Why so much Twitter in this movie? Twitter has played a huge role in making food trucks popular in cities like Los Angeles. Unlike restaurants set in buildings, food trucks can be here today, gone tomorrow. A food truck’s Twitter account can update fans and followers on where they will be on a particular day, thus ensuring regular turnout and a more consistent relationship between customers and the food truck.
Therefore, it is no surprise that social networking and smart phones are used as a major plot devices in this movie. Featuring the most cutting-edge social networking tools makes the film extremely current, hip, and relevant to 2014. This also means that it would date easily, not that it’s a bad thing—I see it as a time capsule for the food truck scene in 2014.
As for the characters, my heart goes out to Martin, who is the best and most loyal pal that anyone could ever ask for. He gives up his new position as sous-chef to follow Carl into his food truck business. John Leguizamo plays Martin with charismatic radiance, imbuing the character with a magnetic personality that comes in handy when Carl needs some help lifting heavy machinery into his truck.

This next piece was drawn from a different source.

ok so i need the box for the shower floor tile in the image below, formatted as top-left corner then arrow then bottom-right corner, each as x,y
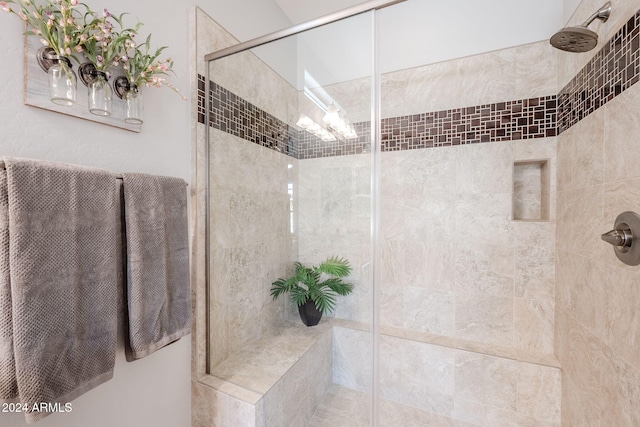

I would have liked to find out more about the roots of Martin’s devotion to his chef friend, but the film doesn’t leave much room for that since it focuses on Carl’s career as a chef.
Molly (Scarlett Johansson), a waitress at the restaurant that Carl worked at before quitting, vanishes after a half-point in the movie. She shares a romantic, unofficial relationship with Carl but then she disappears, which is normal in real life but awkward in a movie because she had appeared to be an important character, but then her character is discarded after halfway into the movie.
Despite Molly’s odd disappearance, Chef is a sensual watch for foodies or anyone interested in in the food (truck) scene. Just be prepared with a snack—it will make you very hungry.